Table 8 Statistical analysis

Discussion

The present study showed that there is no sex predilection for the CSOM. Out of 50 cases, 11–30 years age group people were high (80%) indicating the fact that CSOM is mainly the middle ear infection which tends to occur more in early decades of life and resolves to leave permanent perforations with conductive hearing loss in many cases. The mean age was 23.58 years.

In the present study of 50 cases, 45(90%) were of Tubotympanic type of CSOM and 5(10%) were of Atticoantral type of CSOM.

The findings were correlating with other studies, where in those studies have not included the attico-antral perforations in their study [3, 4].

It was observed that the greatest hearing loss was found in the big central perforation, whereas least in those of the anterior central perforations, which matched with other studies also [3, 4].

Yung [5] found similar findings that big central and posterior central perforation had greatest hearing loss compared to other sites of perforation. He found 43 dB HL in the series of big central and posterior central perforation as well. A postero-inferior perforation results in larger hearing loss than an antero-inferior perforation. Ahmad and Ramani [6] had also found similar findings in their study where they found 18.5 dB HL in anterior perforation and 29 dB HL in posterior perforation with 500 Hz. But they concluded: “It is seen that the difference in hearing losses between antero and postero-inferior perforations, is appreciable only at the lower frequencies”.

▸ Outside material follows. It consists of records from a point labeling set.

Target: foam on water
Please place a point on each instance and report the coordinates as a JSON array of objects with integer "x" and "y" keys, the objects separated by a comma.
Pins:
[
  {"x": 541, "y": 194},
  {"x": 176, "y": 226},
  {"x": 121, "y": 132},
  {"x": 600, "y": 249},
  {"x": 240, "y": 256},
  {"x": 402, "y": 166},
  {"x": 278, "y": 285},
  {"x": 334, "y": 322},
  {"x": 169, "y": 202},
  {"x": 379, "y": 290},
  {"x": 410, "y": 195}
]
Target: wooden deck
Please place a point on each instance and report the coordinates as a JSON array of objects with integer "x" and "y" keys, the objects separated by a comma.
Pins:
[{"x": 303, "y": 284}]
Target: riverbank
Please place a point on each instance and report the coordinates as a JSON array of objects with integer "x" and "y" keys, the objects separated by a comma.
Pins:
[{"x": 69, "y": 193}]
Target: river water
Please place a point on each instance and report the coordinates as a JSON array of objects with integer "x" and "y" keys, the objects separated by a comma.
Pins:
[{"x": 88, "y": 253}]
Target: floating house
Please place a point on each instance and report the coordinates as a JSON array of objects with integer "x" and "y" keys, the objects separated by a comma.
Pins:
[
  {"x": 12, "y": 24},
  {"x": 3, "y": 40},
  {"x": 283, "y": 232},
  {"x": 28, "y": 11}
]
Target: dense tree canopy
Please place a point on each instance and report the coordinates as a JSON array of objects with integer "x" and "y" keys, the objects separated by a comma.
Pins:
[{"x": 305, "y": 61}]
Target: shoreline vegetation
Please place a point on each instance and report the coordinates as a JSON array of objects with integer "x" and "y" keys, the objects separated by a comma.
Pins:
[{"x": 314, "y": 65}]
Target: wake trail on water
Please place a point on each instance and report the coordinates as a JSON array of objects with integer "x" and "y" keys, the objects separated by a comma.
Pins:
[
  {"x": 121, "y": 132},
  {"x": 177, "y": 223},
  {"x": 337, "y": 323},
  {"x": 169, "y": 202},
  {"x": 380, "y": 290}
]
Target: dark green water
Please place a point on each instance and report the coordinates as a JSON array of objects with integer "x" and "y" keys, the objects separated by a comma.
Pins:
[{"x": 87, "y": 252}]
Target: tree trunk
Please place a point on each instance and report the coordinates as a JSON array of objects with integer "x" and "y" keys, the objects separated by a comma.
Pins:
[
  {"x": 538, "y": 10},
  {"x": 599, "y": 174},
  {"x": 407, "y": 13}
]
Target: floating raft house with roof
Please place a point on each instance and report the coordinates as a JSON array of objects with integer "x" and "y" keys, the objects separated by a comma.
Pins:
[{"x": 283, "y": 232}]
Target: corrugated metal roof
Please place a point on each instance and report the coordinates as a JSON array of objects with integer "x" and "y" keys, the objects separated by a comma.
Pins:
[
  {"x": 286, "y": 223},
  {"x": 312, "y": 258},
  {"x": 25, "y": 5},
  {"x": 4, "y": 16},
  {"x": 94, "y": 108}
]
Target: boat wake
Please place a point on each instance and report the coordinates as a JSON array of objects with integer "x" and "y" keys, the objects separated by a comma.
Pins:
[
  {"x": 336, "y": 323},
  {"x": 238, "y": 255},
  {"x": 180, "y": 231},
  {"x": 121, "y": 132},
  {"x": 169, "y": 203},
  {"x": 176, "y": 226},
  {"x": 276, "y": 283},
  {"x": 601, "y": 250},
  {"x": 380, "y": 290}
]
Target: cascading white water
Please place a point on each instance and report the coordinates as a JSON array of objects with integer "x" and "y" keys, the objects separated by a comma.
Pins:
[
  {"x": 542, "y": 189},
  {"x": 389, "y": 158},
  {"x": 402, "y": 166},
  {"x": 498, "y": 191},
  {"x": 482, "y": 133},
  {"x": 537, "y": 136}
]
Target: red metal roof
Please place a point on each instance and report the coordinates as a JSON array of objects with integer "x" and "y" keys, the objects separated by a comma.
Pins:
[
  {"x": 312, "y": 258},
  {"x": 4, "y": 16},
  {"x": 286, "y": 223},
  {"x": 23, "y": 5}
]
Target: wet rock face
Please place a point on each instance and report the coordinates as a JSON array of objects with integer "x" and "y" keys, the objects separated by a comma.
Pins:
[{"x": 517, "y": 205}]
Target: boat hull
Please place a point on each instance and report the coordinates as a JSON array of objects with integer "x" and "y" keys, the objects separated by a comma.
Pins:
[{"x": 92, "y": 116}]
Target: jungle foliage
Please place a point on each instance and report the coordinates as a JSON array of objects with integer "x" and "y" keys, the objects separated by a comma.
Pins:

Therefore at the end, 46 out of 50 (92%) have come to the normal range of hearing. The mean pre op hearing loss was 42.50 dB, and the mean post op hearing was 20.41. This is due to the fact that, in all cases graft was well taken up. Four cases out of 50 (8%), in which mild deafness persisted due to the residual perforation resulting from post op infections.

Many studies on Tympanoplasty have found place in the literature with varying success rates [712]. It is difficult to compare these studies because of different age groups and sub groups, the definition of success; as many studies did not look at hearing outcome, the technique used and the experience level of the surgeon.

Conclusion

  • Tympanoplasty is a beneficial procedure for hearing improvement and the eradication of the disease.

  • Site of perforation affects the degree of hearing loss. Big central and central malleolar perforation having greater hearing loss than other perforation sites.

  • Though our case series is a small and follow up is only for 6 months, we tried to out lay the hearing loss pattern in CSOM cases and its improvement with Tympanoplasty surgery.